We had never spoken about this. I knew the full moons, with their horrible transformations, were hell for him. I had never asked about the rest of the month, about whether he could feel the presence of the wolf. Maybe I hadn't wanted to know. Maybe it was easier to think that he wasn't torn by his condition all the time, that it was just one night a month.

I didn't know what to say. Maybe there was nothing I could say. I just softened my grip on his shoulders to a gentle touch.

Remus went limp suddenly, as if all the energy had just fled his body. "I'm scared," he admitted quietly.
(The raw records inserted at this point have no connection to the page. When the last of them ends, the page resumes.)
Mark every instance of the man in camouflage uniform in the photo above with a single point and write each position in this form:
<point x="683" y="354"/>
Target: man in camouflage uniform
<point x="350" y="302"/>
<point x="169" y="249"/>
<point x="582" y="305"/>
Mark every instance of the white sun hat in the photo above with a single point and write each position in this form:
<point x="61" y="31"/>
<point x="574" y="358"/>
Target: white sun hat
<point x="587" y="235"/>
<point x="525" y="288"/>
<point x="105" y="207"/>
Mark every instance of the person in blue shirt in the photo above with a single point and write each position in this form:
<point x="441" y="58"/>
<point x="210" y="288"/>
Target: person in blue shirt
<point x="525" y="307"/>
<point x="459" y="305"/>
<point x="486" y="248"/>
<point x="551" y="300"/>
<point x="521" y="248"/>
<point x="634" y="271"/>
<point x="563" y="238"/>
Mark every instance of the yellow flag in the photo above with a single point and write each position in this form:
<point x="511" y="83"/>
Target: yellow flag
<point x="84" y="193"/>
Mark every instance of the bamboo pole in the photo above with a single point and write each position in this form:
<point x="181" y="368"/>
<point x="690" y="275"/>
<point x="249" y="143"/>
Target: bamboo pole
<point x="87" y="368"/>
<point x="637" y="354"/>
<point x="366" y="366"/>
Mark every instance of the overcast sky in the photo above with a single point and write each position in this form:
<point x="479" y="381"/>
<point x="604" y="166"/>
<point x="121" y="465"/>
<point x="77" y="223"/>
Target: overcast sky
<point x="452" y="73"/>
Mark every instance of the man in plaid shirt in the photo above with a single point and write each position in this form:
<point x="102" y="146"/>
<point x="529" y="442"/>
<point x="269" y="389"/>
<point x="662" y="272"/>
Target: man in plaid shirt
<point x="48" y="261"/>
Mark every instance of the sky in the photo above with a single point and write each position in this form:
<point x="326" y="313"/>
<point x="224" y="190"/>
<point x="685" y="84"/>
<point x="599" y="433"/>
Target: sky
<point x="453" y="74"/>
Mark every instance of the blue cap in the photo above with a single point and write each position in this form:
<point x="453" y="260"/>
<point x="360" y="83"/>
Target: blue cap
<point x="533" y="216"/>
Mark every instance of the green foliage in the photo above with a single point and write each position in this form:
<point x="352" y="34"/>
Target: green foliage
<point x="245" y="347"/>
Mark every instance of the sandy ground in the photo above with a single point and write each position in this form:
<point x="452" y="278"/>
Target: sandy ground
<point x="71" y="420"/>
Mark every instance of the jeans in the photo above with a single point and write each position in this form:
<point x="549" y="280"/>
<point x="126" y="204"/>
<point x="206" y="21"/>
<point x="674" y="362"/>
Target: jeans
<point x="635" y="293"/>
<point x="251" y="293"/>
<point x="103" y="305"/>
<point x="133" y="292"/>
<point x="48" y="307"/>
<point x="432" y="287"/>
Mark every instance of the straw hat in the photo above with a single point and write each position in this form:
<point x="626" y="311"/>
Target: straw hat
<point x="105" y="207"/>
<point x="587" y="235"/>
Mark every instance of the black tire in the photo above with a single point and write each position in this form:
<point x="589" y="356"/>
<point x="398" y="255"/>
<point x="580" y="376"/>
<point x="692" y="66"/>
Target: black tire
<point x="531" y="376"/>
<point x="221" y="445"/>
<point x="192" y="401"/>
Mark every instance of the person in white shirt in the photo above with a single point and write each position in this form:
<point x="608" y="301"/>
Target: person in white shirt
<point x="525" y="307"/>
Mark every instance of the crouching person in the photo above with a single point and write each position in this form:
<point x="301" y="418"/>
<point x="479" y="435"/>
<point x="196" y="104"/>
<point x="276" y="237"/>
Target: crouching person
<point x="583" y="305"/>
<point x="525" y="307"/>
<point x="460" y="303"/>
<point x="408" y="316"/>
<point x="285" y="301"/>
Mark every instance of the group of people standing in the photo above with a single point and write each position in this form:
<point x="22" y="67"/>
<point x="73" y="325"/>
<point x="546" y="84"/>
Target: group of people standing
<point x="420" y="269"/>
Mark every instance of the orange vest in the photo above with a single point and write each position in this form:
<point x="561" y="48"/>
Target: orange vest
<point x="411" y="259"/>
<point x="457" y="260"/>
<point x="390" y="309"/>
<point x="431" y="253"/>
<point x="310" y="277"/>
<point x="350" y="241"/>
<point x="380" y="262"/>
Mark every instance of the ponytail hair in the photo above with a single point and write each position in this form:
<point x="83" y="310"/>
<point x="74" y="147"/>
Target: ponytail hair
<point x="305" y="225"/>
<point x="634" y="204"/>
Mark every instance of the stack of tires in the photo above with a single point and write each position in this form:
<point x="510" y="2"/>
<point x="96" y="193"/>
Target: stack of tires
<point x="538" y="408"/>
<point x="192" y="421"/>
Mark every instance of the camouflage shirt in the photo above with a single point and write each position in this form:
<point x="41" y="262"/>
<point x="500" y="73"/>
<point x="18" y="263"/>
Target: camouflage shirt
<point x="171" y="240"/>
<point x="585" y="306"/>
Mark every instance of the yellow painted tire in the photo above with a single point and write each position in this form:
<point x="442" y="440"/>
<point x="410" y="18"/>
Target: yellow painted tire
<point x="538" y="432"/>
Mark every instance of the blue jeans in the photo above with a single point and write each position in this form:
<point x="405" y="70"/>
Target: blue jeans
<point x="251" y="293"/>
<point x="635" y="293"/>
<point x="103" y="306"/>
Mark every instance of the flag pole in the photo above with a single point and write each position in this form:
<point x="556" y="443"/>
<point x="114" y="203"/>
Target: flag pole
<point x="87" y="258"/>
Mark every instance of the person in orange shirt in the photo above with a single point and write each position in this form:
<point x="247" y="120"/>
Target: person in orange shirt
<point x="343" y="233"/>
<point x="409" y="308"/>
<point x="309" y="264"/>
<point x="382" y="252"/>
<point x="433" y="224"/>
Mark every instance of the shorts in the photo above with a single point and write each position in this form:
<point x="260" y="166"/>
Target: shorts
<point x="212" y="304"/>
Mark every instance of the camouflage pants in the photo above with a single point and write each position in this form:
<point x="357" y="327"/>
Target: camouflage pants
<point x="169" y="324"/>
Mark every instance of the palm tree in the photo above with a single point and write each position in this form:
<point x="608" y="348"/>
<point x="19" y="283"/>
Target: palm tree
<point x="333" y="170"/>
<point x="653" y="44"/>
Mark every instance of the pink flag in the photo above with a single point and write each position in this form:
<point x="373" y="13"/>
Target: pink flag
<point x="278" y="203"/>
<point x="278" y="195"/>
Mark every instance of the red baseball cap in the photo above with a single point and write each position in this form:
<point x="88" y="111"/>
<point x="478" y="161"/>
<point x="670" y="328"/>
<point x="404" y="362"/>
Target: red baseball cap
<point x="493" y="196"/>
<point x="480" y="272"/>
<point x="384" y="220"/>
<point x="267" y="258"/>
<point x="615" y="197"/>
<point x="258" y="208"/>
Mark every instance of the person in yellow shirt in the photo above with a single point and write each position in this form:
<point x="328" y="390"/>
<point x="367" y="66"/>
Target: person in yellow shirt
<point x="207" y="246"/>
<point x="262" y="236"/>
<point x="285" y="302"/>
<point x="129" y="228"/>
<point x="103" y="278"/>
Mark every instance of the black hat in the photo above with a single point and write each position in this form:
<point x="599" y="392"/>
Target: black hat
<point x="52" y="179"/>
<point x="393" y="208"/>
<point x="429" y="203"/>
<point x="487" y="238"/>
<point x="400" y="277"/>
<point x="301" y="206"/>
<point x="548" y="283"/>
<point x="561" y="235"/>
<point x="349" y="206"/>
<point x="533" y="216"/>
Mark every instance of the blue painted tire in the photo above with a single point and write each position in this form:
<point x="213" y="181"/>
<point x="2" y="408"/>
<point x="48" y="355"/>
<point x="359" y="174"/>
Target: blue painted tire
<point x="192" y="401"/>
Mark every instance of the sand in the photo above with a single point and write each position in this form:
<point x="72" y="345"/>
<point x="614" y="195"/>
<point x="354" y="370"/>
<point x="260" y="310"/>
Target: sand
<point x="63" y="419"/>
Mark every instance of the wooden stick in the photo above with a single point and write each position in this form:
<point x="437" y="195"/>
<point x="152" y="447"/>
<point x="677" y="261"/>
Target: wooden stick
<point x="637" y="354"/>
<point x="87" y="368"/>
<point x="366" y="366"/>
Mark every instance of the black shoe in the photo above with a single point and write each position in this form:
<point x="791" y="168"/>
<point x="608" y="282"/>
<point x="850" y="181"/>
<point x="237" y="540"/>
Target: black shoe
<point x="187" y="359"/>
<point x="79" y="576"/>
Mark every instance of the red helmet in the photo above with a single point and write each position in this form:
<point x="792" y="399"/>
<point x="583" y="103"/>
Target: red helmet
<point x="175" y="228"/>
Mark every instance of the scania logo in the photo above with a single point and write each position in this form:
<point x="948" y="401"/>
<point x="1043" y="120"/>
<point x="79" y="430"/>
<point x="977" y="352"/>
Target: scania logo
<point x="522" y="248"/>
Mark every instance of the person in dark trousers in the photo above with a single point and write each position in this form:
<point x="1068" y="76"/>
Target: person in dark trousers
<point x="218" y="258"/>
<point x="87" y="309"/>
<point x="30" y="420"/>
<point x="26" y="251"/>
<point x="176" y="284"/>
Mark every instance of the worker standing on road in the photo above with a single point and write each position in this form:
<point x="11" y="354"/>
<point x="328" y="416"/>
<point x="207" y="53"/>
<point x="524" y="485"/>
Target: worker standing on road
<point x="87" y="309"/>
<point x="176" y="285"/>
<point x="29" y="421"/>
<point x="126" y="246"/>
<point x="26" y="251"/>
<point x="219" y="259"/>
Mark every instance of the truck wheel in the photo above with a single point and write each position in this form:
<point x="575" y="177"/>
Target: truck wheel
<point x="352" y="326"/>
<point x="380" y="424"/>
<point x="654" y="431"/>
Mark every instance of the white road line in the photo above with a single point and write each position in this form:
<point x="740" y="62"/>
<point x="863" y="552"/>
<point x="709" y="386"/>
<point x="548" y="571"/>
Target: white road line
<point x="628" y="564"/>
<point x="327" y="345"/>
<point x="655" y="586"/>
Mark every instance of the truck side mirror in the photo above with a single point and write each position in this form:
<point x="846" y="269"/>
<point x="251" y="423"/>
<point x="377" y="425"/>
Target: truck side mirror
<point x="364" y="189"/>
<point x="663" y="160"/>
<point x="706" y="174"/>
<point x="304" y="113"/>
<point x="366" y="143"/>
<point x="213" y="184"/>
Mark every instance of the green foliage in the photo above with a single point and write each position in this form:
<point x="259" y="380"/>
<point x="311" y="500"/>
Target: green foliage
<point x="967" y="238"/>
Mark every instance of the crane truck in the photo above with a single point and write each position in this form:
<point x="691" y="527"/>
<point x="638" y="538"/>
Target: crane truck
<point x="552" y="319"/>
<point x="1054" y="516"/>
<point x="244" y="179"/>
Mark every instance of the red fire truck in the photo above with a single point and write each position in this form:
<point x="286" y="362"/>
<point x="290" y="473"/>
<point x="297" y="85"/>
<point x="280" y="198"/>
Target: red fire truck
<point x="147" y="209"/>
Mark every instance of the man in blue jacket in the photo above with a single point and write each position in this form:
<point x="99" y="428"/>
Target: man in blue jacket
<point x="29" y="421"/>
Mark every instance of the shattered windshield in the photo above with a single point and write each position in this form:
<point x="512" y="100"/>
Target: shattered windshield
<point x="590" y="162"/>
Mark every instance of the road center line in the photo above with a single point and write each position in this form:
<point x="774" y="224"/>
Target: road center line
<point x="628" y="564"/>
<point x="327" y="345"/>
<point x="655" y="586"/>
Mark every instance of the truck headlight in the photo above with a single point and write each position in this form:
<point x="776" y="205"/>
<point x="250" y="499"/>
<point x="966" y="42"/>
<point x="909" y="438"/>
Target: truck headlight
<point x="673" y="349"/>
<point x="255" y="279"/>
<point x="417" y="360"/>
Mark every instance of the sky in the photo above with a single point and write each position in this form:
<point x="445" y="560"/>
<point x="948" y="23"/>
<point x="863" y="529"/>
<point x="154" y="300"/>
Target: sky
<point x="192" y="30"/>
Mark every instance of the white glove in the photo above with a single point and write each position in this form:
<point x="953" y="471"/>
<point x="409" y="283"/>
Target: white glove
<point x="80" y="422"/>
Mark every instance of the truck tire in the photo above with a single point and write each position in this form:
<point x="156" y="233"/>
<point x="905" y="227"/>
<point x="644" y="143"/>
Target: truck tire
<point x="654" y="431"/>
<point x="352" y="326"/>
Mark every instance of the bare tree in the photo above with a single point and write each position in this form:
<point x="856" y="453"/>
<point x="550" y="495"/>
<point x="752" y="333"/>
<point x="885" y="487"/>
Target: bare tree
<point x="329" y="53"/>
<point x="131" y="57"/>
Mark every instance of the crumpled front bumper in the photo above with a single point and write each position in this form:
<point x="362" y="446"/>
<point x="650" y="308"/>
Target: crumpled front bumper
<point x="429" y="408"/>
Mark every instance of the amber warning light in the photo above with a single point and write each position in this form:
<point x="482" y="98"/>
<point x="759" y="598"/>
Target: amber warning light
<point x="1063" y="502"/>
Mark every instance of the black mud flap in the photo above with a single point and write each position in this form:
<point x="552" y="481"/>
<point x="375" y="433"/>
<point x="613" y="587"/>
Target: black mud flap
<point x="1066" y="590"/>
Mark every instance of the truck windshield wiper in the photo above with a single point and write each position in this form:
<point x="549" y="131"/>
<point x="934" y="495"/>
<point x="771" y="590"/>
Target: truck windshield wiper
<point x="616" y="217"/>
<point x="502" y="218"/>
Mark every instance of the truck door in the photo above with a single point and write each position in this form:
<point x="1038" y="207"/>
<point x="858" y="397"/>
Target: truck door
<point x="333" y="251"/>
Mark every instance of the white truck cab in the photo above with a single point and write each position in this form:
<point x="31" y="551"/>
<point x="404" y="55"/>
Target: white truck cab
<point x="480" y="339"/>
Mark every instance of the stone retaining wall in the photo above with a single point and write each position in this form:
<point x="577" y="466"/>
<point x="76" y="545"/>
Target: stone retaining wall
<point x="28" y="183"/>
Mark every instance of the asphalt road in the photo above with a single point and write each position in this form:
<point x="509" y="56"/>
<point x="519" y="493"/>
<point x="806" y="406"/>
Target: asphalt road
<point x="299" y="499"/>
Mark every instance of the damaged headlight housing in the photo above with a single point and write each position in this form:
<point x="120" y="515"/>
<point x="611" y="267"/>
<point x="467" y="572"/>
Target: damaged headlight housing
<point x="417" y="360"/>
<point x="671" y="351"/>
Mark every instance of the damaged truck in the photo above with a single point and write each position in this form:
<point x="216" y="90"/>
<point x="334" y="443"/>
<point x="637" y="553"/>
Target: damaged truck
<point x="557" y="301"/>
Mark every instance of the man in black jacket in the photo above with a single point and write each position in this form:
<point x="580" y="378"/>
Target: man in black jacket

I shifted forward hesitantly. When he didn't move away, I drew him close to me. It wasn't a hug – exactly. It was more a way of sharing comfort, of sharing warmth. "So am I," I whispered.


"How is he?" James asked.

I shook my head. "I've never seen him like this. He's guilt ridden. Terrified." I let my eyes drift to where Remus lay sleeping. We had sat together in front of that fireplace for nearly two hours. We hadn't spoken. I had just held him. He had leaned against me, motionless. Finally, he had withdrawn and told me that he needed to shower and rest so we had returned to the dormitory.

I wanted to believe that I had helped him somehow but I wasn't sure that I had.

"I thought of something we can do," James said, drawing my gaze back to him. "It might not clear him, though. It might only sign his death sentence," he warned. "If it works, we'll know exactly what happened last night. We'll know whether he killed her."